Postby Blaze Ryder » Wed Jun 30, 2010 6:52 pm

Athos wrote:
Kev wrote:I'm sure they've tested this carefully and found that 95% of their market haven't noticed or don't care about any variance in quality, which makes it a pretty easy problem to ignore.


Which is why everyone who doesn't like this needs to write Lego about it.

Here is the response I got from customer service:

Dear Stephen Thank you for your inquiry about production in China. The LEGO Group's own production sites are located in Denmark, the Czech Republic, Hungary and Mexico. Further to our own production we source approximately 8% of the parts for our construction toys from China. The parts we source from China include a smaller portion of our LEGO and DUPLO elements as well as the majority of our electronic components and textile elements. Please let me assure you that the focus of the LEGO Group has always been and will remain on quality. No matter where our products are produced, they must comply with our high standards. Prior to being accepted as a LEGO supplier all companies must be audited by the LEGO Group to ensure they have the agreed methods of operating and traceability. All our suppliers including those in China must adhere to our strict Code of Conduct and meet the high quality standards we have in our own factories. You can find our Code of Conduct in the "About Us" section of http://www.LEGO.com. The LEGO Group maintains a Global Quality Assurance Department in Hong Kong and Shenzhen, China whose only task is to secure safe, high quality products and good working conditions. As a responsible toy manufacturer, children's safe and enjoyable use of our products is of the utmost importance to us, and we make every effort to ensure this. All LEGO brand toys are tested by independent third party labs and meet or exceed all mandatory toy safety requirements in the 130 countries where they are sold. Our continuing commitment and efforts to make our products safe and fun for children is inside every toy we produce. Working together with caring parents like yourself, our shared reward is the unlimited hours of safe and happy playtime children enjoy. SteveLEGO Direct Consumer Services


Sounds like a form letter, prompted by the lead scare a few years back, especially with the references to safety.

:?

Steve


I would send another email to LEGO customer service in your case, letting them know that the first response you got was irrelevant to the issue. I mean, the response you got speaks only of the quality of the safety of the items produced in China.
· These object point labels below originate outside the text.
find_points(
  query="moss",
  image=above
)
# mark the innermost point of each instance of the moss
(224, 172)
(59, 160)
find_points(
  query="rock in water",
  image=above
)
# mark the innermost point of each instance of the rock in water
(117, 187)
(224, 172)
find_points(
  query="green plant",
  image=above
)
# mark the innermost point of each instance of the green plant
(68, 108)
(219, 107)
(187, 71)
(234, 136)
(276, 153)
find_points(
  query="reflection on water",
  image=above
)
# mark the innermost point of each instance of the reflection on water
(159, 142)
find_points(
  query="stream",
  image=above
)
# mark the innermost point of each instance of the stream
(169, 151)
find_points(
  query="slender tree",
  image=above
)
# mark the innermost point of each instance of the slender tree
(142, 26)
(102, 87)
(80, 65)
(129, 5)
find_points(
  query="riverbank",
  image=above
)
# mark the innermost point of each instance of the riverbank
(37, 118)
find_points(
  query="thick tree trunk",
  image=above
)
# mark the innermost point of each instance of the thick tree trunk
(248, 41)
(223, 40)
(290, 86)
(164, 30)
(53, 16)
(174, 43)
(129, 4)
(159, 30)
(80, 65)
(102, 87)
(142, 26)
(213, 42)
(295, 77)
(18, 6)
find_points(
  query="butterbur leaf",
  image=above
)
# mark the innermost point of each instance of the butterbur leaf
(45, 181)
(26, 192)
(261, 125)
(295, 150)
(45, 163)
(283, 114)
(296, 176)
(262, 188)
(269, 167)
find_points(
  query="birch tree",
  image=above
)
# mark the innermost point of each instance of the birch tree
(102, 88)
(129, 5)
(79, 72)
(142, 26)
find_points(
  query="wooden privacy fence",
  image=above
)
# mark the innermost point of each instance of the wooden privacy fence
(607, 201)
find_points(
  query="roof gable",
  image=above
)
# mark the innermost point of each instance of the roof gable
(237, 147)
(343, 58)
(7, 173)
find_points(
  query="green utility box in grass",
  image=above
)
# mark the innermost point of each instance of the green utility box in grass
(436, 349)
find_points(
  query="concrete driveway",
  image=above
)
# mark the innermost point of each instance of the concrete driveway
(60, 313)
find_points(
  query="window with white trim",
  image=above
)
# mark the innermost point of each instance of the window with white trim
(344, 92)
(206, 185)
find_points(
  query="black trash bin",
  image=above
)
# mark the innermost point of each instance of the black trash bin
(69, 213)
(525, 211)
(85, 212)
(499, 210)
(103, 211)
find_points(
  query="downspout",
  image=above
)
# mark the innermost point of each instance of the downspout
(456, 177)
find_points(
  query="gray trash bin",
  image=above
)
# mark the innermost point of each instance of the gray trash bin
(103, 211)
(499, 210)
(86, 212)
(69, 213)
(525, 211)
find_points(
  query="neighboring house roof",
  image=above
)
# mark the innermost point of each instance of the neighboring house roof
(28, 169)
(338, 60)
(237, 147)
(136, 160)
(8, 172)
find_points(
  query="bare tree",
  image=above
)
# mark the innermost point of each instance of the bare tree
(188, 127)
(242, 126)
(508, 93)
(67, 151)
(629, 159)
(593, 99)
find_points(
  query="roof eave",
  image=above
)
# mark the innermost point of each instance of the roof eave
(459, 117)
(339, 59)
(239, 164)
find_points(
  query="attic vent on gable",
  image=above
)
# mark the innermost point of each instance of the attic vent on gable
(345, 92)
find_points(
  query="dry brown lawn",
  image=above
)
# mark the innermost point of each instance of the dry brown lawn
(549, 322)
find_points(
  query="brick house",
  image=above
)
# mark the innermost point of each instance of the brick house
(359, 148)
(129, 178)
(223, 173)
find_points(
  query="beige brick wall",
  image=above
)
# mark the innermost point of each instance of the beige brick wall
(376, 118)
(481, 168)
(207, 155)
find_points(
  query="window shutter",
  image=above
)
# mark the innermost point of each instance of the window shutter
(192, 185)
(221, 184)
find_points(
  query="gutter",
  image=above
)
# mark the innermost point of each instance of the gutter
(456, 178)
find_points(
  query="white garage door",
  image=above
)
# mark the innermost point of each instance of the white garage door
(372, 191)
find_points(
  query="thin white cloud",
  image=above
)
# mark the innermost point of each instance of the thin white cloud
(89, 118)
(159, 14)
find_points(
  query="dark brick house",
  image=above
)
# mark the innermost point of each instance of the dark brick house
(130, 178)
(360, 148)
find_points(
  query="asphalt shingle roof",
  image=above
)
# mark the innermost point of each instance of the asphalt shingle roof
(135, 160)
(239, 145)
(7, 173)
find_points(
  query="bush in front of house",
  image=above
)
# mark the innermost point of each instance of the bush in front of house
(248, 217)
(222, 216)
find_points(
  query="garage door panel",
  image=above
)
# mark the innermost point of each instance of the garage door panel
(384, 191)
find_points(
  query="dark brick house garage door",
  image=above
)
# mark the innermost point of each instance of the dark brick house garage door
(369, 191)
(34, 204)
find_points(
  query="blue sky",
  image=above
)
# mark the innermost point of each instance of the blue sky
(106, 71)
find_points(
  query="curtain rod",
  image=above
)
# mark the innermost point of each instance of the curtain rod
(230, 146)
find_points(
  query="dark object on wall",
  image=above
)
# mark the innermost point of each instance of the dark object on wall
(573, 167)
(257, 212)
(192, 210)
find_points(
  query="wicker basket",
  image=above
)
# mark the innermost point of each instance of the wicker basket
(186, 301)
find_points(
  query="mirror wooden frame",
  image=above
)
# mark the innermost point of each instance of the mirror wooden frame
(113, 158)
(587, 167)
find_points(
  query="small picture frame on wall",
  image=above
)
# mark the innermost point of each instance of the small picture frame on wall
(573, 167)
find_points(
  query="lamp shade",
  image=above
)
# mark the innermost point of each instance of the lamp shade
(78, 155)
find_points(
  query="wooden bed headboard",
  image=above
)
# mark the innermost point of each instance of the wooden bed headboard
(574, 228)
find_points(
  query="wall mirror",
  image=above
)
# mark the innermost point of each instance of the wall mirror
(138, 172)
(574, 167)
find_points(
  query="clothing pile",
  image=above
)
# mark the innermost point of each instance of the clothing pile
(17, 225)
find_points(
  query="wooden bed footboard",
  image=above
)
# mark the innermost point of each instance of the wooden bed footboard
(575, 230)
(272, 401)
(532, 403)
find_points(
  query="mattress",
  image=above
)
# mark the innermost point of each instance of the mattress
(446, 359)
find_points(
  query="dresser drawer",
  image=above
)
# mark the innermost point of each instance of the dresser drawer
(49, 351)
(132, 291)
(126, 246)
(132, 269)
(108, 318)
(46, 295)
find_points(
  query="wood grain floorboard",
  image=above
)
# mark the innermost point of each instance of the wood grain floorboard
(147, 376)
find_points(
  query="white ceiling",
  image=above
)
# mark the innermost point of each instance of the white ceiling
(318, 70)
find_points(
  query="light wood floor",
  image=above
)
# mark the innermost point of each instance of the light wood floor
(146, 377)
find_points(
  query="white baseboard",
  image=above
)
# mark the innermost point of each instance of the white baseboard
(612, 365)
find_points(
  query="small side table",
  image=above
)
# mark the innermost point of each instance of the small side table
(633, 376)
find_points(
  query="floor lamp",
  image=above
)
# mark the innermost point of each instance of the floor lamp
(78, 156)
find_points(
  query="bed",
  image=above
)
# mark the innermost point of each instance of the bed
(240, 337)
It mentions nothing of the poor quality of the plastic (which after looking at some of my neighbour's old Mega Bloks, I find them easily comparable) and whether or not anything is being done to correct it.

I must say I was looking forward to the LEGO Store opening in Calgary this July, so I could buy a bunch of these, but as of where the quality stands right now, I'll have about $100 CAD more to spend on the Pick-A-Brick wall.